Et en soi, ce que faisais Ress en cet instant l’était totalement. Le fait de passer commande n’était pas le problème, évidemment, mais la discussion qui avait suivit, puis le fait que la Sénatrice quitte sa place pour venir tenir tête au barman était peut-être un peu trop exagéré, trop indiscret là où ils étaient sensés ne pas trop faire de vague, ne pas se faire remarquer pour pouvoir approcher les locaux. C’était certes une méthode, mais il la trouvait trop voyante, trop extravagante, et surtout trop risquée. Vider plusieurs verres pour faire bonne figure, pour s’intégrer était un risque qu’il n’aurait personnellement pas couru. Quand à la discussion sur les bières galactiques, si elle s’était avérée amusante au début, venait totalement le perdre au bout de la quatrième exclamation. Là encore, il n’aurait pas hésité à se jeter dans la conversation si elle avait eu lieu des années plus tôt. Alors certes, Ress fut serveuse. Elle lui en avait parlé lors de ce diner avec la cantatrice Tee. Pourtant, cela lui faisait du mal de la voir revenir à une condition qu’il ne trouvait guère enviable. Peut-être avait-elle prit du plaisir dans cet emploi, après-tout. Pour autant, s’il lui offrit un sourire faussement amusé, il se sentait juste de trop. Aussi se contenta-t-il de faire mine d’écouter, pour mieux venir tendre ses oreilles pour capter les diverses autres discussions qui se tenaient dans la salle.
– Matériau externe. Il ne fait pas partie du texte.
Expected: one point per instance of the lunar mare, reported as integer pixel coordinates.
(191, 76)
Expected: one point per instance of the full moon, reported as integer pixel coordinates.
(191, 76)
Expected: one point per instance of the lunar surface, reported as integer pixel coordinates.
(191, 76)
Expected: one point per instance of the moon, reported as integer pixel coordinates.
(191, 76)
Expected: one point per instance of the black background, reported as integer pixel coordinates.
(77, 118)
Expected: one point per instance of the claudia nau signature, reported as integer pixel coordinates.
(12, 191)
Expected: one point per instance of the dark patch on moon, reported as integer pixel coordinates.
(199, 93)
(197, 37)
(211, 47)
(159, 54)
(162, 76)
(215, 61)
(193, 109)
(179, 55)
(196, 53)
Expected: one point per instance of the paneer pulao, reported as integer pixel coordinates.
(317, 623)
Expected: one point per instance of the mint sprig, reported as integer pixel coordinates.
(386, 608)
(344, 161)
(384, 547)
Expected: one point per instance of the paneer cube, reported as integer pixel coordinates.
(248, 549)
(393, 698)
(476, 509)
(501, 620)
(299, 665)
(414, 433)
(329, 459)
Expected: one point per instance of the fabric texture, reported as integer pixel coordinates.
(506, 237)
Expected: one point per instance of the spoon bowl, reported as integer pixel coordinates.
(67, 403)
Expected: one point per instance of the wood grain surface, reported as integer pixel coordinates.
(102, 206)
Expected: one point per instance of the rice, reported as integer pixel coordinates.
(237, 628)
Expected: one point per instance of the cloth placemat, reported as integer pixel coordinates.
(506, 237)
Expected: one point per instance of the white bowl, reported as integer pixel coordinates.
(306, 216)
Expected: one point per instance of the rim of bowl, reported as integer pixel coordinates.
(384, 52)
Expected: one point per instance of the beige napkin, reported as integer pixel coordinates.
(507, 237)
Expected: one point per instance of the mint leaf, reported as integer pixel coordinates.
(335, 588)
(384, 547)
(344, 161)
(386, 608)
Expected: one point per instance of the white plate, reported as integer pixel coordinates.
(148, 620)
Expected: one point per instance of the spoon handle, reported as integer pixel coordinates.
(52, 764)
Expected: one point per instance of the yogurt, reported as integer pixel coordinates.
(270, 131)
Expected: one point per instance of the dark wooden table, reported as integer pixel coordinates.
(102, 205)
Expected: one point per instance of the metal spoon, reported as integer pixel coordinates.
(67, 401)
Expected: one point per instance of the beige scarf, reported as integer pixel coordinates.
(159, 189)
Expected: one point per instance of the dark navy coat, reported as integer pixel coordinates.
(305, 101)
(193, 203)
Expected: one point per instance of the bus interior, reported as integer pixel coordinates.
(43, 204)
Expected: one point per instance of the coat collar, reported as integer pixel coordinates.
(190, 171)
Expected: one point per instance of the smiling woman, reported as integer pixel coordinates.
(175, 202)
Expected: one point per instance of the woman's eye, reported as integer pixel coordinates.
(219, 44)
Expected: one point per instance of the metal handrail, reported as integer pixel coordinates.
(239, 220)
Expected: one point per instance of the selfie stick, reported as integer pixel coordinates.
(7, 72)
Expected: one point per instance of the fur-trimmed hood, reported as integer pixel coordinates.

C’était une chose facile à faire, et qui surprenait beaucoup. Peu de gens avaient conscience de ce qu’il disait, et de la manière dont il s’exprimait. L’Alsakani se souvenait de la première fois où on l’avait fait s’asseoir au milieu d’un réfectoire d’une grande entreprise Rendillienne, avec pour instruction de seulement écouter les conversations entre ingénieurs, sans chercher à les influencer. En ressortant de cette expérience, il était au courant de presque l’intégralité des projets en cours dans l’entreprise, tout simplement parce que les gens ne pensaient pas plausible l’idée que l’on puisse les espionner.

« Hé, je te l’ai dis. Ils sont en train de nous user… »

« Ils disent qu’ils sont obligés, pour satisfaire les demandes de la République. Peut-être qu’ils ne font qu’appliquer leurs directives et… »

La discussion attira l’intérêt de Jeresen, qui se détacha totalement du défi que la Sénatrice Laz’ziark et le barman s’offrait. Il oublia tout ce qui se passait autour de lui, pour isoler uniquement le ton des deux individus. Il détourna légèrement la tête dans leur direction, pour mieux distinguer du coin de l’œil les deux humains qui discutaient. Ils étaient tendus, et visiblement en désaccord.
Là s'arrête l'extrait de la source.